Catania farà i conti con la mafia proprio il 5 gennaio del 1984, davanti all’omicidio di un intellettuale, di un uomo che era riuscito a parlare davvero alla gente e a proporre strumenti razionali per la lotta alla mafia. Il segnale era chiaro, l’ennesimo giornalista ucciso in Sicilia. Al ricatto mafioso I Siciliani non cederanno, continuando nel proprio lavoro, denunciando con forza le collusioni tra mafia, magistratura e imprenditoria. Essi riusciranno ad essere, per qualche anno, i protagonisti del movimento antimafia siciliano, coagulando intorno a loro la società civile, dopo aver sensibilizzato una nazione intera. Continueranno ad essere così il punto di riferimento, insieme al quotidiano L’ora di Palermo, dell’informazione antimafia, seppur soffrendo parecchi problemi finanziari dovuti al fatto di essere un giornale libero e senza padroni. Questa sarà la causa che ne comporterà chiusure transitorie e purtroppo quella definitiva nel 1996.
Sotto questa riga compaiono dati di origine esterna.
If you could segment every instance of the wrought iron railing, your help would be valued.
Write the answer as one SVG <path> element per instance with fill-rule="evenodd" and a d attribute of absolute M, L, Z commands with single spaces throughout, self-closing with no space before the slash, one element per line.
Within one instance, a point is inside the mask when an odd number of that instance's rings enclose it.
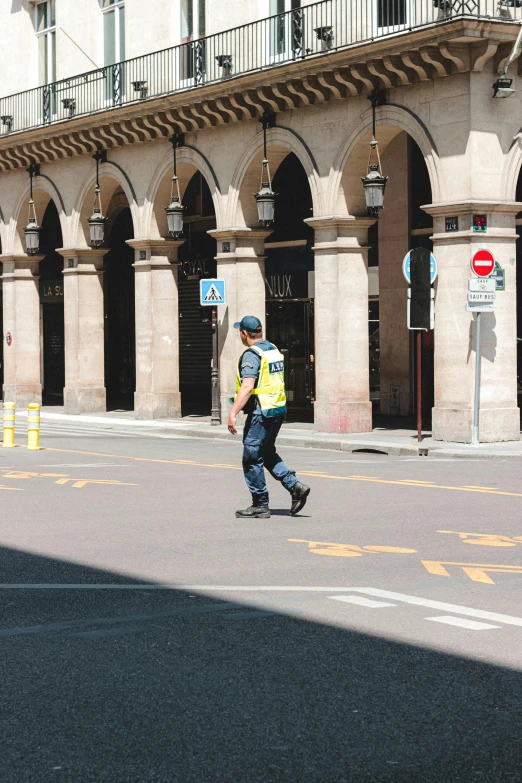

Questo lavoro vuole ripercorrere la storia di quegli anni, cercando di ricostruire, attraverso gli avvenimenti di mafia e di antimafia che la Sicilia ha attraversato dagli anni Ottanta fino a metà anni Novanta, un senso di quella vicenda. Attraverso lo specchio del giornale I Siciliani, e il suo stile a metà tra cronaca e letteratura, si racconteranno alcuni profili dei siciliani stessi, quelli potenti e impuniti, i corrotti e i collusi, quelli semplici, gli onesti, i poveri e i disperati. Si approfondirà la figura di Giuseppe Fava, padre della testata, maestro di un giovane gruppo di giornalisti negli anni Ottanta. Conosceremo le storie di giudici che hanno perso la loro vita per lottare contro la mafia, insieme a quelli messi sotto inchiesta per collusione e associazione mafiosa. Parleremo dei politici siciliani, quelli onesti e quelli amici di Cosa nostra e di fatto “terzo livello” della stessa. Poi ancora racconteremo le storie dei giornalisti con la schiena dritta, che con le loro inchieste hanno sancito la loro condanna a morte da parte della mafia, e dei giornalisti di palazzo, creatori di consenso e complici degli equilibri dell’assurdo monopolio dell’informazione siciliana. E ancora le storie dei cavalieri del lavoro, di avvocati, di poliziotti, e di semplici cittadini. I siciliani insomma, nel bene e nel male.